Observability
Agentick has a pluggable telemetry layer. Every procedure execution emits a span with timing, attributes, and errors. Counters and histograms are available for cumulative and distribution metrics. Plug in OpenTelemetry, build a custom backend, or leave the default no-op in place.
At a glance
import { Telemetry, createOTelProvider } from "@agentick/core";
// Anywhere in your bootstrap (once, before app starts)
Telemetry.setProvider(createOTelProvider({ serviceName: "my-agent-service" }));That's it. Every procedure agentick executes — agents, tools, hooks, model calls — automatically opens and closes a span via the configured provider.
Span anatomy
The engine starts a span for every procedure and stamps it with execution metadata before your code runs:
| Attribute | Description |
|---|---|
procedure.pid | Unique ID for this procedure execution |
procedure.execution_id | ID of the surrounding execution boundary |
procedure.parent_pid | Parent procedure's PID, if any |
procedure.is_execution_boundary | True for engine entry, fork, spawn, component-tool calls |
procedure.execution_type | engine, model, component_tool, fork, spawn, … |
procedure.metadata.* | Any keys passed via .withMetadata({ … }) |
metrics.* | Metrics emitted via ctx.metrics during the procedure |
Errors call recordError on the span. Aborts call recordError with an AbortError. The span is then ended.
The Span API
interface Span {
// Required
end(endTime?: number): void;
setAttribute(key: string, value: any): void;
recordError(error: any): void;
// Identity (optional)
readonly traceId?: string;
readonly spanId?: string;
// Lifecycle (optional)
isRecording?(): boolean;
updateName?(name: string): void;
// Attributes (optional)
setAttributes?(attrs: Record<string, AttributeValue>): void;
getAttribute?(key: string): AttributeValue | undefined;
getAttributes?(): Readonly<Record<string, AttributeValue>>;
// Sub-step events (optional)
addEvent?(name: string, attrs?: Record<string, AttributeValue>, timestamp?: number): void;
// Status (optional)
setStatus?(status: { code: "unset" | "ok" | "error"; message?: string }): void;
}The optional members let you build providers incrementally — older providers that only implement the required three remain valid. New providers should implement the whole surface for full feature support.
AttributeValue covers string, number, boolean, their array forms, and null — aligned with OpenTelemetry's attribute model.
Enriching the active span
The currently-executing procedure's span is exposed on KernelContext.activeSpan. Read it from any code that runs inside a procedure body — middleware, hooks, the procedure itself — and enrich the span without spawning a new one.

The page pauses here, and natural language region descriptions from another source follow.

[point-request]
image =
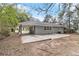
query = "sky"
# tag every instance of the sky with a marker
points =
(32, 7)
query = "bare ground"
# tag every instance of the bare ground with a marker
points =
(67, 46)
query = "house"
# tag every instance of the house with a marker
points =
(36, 27)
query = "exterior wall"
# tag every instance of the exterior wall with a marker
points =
(40, 30)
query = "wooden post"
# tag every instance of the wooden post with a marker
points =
(20, 30)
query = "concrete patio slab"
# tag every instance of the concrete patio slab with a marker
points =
(34, 38)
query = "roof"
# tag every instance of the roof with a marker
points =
(37, 23)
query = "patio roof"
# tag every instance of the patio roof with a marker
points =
(37, 23)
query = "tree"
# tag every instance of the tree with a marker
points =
(8, 19)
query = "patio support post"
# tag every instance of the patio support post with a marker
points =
(20, 30)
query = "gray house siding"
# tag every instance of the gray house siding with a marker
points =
(40, 30)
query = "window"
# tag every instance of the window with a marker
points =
(47, 28)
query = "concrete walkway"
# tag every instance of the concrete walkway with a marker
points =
(34, 38)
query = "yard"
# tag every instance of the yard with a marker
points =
(62, 46)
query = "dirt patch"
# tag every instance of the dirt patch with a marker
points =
(68, 46)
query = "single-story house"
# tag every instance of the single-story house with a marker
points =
(37, 27)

import { Context } from "@agentick/core";
const trackingMiddleware: Middleware = async (args, envelope, next) => {
const span = Context.tryGet()?.activeSpan;
span?.setAttributes({
"tool.args.shape": describeShape(args),
"tool.user": Context.tryGet()?.user?.email ?? "anonymous",
});
span?.addEvent?.("middleware.before");
try {
const result = await next();
span?.addEvent?.("middleware.after");
return result;
} catch (err) {
// Engine already calls recordError; just enrich.
span?.setAttribute("tool.failed_with", (err as Error)?.name);
throw err;
}
};activeSpan follows context forking — each procedure sees its own span; nested procedures don't see their parent's. This matches how traceId, procedurePid, and other context fields propagate.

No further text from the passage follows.